Il suffit d’une carte d’électeur pour que le hasard vous désigne… Chaque citoyen ordinaire peut être appelé, dans sa vie, à exercer la fonction de juré à la cour d’assises. Ce devoir – impossible d’y échapper sous peine de recevoir une amende de 3 750 € – peut s’appliquer à tout individu de plus de 23 ans inscrit sur les listes électorales françaises. Fruit d’une sélection laborieuse, cette participation à l’œuvre de justice n’est pas rémunérée.
Quelques rappels tout d’abord. Comme son nom ne l’indique peut-être pas, le juré d’assises est convoqué pour occuper la fonction de juge, aux côtés de magistrats professionnels, pour décider du sort d’une femme ou d’un homme, accusé de crime.
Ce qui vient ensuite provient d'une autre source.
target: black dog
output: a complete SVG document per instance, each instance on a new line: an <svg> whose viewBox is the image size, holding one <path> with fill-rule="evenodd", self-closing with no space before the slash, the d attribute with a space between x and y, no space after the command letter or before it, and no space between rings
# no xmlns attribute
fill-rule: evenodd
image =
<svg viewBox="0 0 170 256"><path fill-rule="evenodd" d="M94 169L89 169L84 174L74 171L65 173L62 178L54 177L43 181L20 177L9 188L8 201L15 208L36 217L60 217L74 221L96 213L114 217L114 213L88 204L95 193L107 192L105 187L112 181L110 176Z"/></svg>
L’infraction la plus grave selon la loi, telle que l’homicide, le viol ou encore le vol à main armée.
A noter que depuis la généralisation des cours criminelles départementales (CCD) compétentes pour juger les personnes majeures encourant 15 à 20 ans de réclusion et dépourvues de jury populaire, les jurés d’assises jugent uniquement les cas les plus graves (plus de 20 ans d’emprisonnement), à l’exception des dossiers de terrorisme et de stupéfiants en bande organisée.
On attend d’eux qu’ils statuent sur l’aspect pénal d’une affaire, en se prononçant sur la culpabilité (ou non) de l’accusé et en soumettant une sanction relative aux actes dont il est responsable.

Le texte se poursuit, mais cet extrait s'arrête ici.